Este tema é polémico, divide opiniões e mexe com a forma como olhamos para a juventude que carrega o peso da inovação. Este artigo faz parte de um estudo de caso em curso, no qual decidi entrar no olho do furacão corporativo para analisar, sem filtros, os gaps entre o que se escreve em relatórios e o que realmente funciona para reter talentos em Angola, sem com isso perder de vista a sustentabilidade das empresas e a rentabilidade.
Fala-se em “amor à camisola”, mas quem vive os bastidores sabe que a questão vai além de fidelidade corporativa – trata-se de sobrevivência num país onde o custo de vida e a realidade salarial estão desalinhados.
O Novo Quadro Corporativo
Temos, hoje, uma geração de jovens quadros altamente qualificados, com visão global, domínio tecnológico e uma mentalidade menos conservadora. São eles que trazem novas dinâmicas, descomplicam processos e questionam velhos modelos. O desafio? Retê-los.
A verdade é que, quando a remuneração não acompanha o esforço e o impacto que estes profissionais geram, a rotatividade é inevitável. As empresas perdem competitividade interna, mesmo quando se gabam de processos de RH bonitos e relatórios de boas práticas.
Vamos a um exemplo realista: um jovem profissional, com salário de 1.500.000 Kz, não está, necessariamente, a viver uma vida de luxo. Em Angola, mobilidade não é um luxo; é uma necessidade.

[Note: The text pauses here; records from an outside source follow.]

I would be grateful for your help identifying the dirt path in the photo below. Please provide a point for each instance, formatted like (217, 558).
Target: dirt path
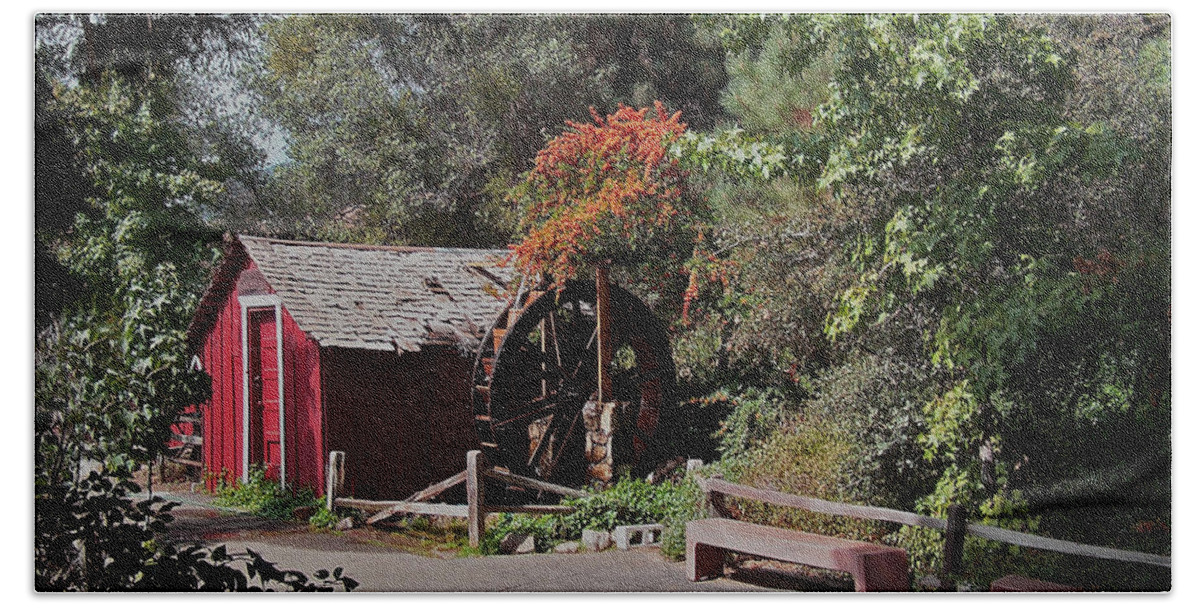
(379, 561)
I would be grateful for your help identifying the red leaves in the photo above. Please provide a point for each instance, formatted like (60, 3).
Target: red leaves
(601, 191)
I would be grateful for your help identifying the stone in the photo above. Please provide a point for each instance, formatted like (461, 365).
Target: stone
(648, 535)
(597, 540)
(516, 543)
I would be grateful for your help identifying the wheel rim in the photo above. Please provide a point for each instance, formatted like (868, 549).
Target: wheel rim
(529, 392)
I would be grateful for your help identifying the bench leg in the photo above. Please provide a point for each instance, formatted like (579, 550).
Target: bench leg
(705, 561)
(874, 571)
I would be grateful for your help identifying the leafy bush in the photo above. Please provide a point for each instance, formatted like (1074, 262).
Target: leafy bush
(89, 536)
(629, 501)
(807, 456)
(263, 497)
(546, 531)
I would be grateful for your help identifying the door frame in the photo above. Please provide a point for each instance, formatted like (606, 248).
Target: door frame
(259, 302)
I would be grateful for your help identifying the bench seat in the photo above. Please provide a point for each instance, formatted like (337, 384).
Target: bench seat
(875, 567)
(1025, 584)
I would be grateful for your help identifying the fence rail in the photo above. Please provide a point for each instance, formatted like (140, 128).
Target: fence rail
(726, 488)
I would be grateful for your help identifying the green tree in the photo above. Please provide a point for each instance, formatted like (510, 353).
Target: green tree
(412, 128)
(1008, 230)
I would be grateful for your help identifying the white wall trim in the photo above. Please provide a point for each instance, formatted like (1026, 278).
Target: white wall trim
(262, 301)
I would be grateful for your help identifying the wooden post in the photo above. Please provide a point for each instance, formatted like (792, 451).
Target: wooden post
(955, 536)
(335, 474)
(475, 511)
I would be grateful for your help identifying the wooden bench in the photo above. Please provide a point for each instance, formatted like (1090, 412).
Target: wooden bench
(1025, 584)
(875, 567)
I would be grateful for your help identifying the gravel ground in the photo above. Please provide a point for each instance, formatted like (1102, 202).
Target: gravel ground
(384, 561)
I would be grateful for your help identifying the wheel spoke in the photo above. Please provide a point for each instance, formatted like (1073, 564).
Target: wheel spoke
(546, 438)
(541, 408)
(564, 441)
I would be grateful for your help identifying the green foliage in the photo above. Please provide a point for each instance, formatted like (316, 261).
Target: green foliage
(546, 531)
(90, 536)
(112, 373)
(323, 518)
(1001, 180)
(805, 456)
(628, 501)
(263, 497)
(754, 415)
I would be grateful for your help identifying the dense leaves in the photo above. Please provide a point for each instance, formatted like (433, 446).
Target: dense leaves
(93, 536)
(606, 192)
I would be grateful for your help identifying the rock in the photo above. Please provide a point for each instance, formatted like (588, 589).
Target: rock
(516, 543)
(597, 540)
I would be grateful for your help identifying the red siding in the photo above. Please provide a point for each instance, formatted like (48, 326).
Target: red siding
(221, 356)
(402, 421)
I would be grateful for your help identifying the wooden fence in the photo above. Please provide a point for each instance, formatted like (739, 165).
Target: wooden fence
(955, 527)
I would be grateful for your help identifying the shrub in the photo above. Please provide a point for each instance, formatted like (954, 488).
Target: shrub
(629, 501)
(807, 456)
(323, 518)
(263, 497)
(90, 536)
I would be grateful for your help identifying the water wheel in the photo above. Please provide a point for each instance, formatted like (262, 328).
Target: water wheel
(537, 369)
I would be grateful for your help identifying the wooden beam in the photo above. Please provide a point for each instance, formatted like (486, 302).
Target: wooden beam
(526, 482)
(189, 439)
(531, 509)
(906, 518)
(955, 539)
(604, 335)
(335, 473)
(421, 509)
(438, 488)
(475, 512)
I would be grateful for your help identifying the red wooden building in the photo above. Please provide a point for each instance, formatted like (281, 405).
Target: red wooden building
(364, 349)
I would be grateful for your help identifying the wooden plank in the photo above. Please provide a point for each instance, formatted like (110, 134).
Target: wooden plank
(1074, 548)
(475, 513)
(437, 488)
(820, 506)
(334, 475)
(604, 335)
(531, 509)
(364, 505)
(421, 509)
(955, 537)
(526, 482)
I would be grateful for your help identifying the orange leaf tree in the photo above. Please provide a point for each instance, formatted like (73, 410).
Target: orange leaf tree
(607, 192)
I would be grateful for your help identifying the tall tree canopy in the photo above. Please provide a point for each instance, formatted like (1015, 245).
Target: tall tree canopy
(411, 128)
(1005, 190)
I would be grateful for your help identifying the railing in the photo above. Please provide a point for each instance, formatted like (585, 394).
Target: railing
(955, 527)
(475, 510)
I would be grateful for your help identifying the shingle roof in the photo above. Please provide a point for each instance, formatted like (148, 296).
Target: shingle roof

• Carro: um veículo de gama média ronda os 15 a 18 milhões Kz. Mesmo via leasing, exige entrada de 3 a 4 milhões e prestações acima de 300 mil Kz/mês.
• Habitação: o sonho da casa própria implica prestações que podem ultrapassar 600 mil Kz/mês, se tiver acesso a crédito (que nem sempre é fácil).
• Custo de vida: alimentação, saúde, educação e poupança consomem o que sobra.
Na prática, o salário deixa de ser motivador e passa a ser limitador. O colaborador entra num ciclo de sobrevivência, e qualquer proposta externa com melhor pacote financeiro torna-se irresistível.
As direcções e departamentos dos recentes designados capitais humanos (recursos humanos) falam em “planos de carreira”, “programas de retenção” e “benefícios não monetários”. Mas quantos destes programas têm métricas reais de eficácia? Quantas empresas revisitam as suas tabelas salariais para as alinhar com a inflação, custo de vida ou produtividade dos colaboradores?
O problema não é falta de políticas; é a desconexão entre o que está no papel e o que se vive na prática.
No mercado, a competição foca-se em lançar produtos e serviços de ponta, mas raramente se estende à qualidade da proposta salarial. Há um falso pressuposto de que a cultura empresarial é suficiente para reter os talentos. A verdade é outra: cultura conta, mas contas para pagar contam ainda mais.
Caminhos realistas para reter talentos em Angola
A retenção de talentos não é apenas uma questão de salários, mas, sim, de estratégia inteligente, considerando rentabilidade e sustentabilidade. Equidade não significa pagar igual para todos, mas pagar conforme impacto e especialização.
- Remuneração Estratégica e Variável
 
Valorizar especializações críticas (tecnologia, operações, inovação) com bónus por resultados, e não apenas promoções hierárquicas.
Manter tabelas salariais vivas, ajustadas à inflação e produtividade, sem perder de vista a rentabilidade.
- Foco na especialidade e não apenas na gestão
 
Muitos jovens desviam-se para cargos de gestão sem terem vocação para liderar equipas ou processos estratégicos.
É preciso criar carreiras paralelas reais, em que o especialista técnico possa evoluir em remuneração e reconhecimento, sem ter de virar gestor.
Valorização de competências raras ou críticas deve ter pesos claros no pacote remuneratório.
- Reconhecimento de valor real
 
Mérito deve ser visível e mensurável, mas não confundir com a rotina de avaliações formais, que, muitas vezes, são “mantra em papel”.
Premiar soluções concretas, inovação e eficiência, com reconhecimento público e benefícios tangíveis.
- Flexibilidade e benefícios de impacto
 
Mais do que teletrabalho ou snacks no escritório, os benefícios que retêm quadros são os que aliviam pressões reais: apoio à habitação, subsídios de transporte, formação contínua, horário flexível (onde aplicável) e planos de saúde robustos.
Não se trata de “falta de amor à camisola”. Trata-se de dignidade profissional. Enquanto as empresas não equilibrarem remuneração, custo de vida e expectativas, perderemos os melhores quadros para empresas mais agressivas, ou mesmo para mercados externos.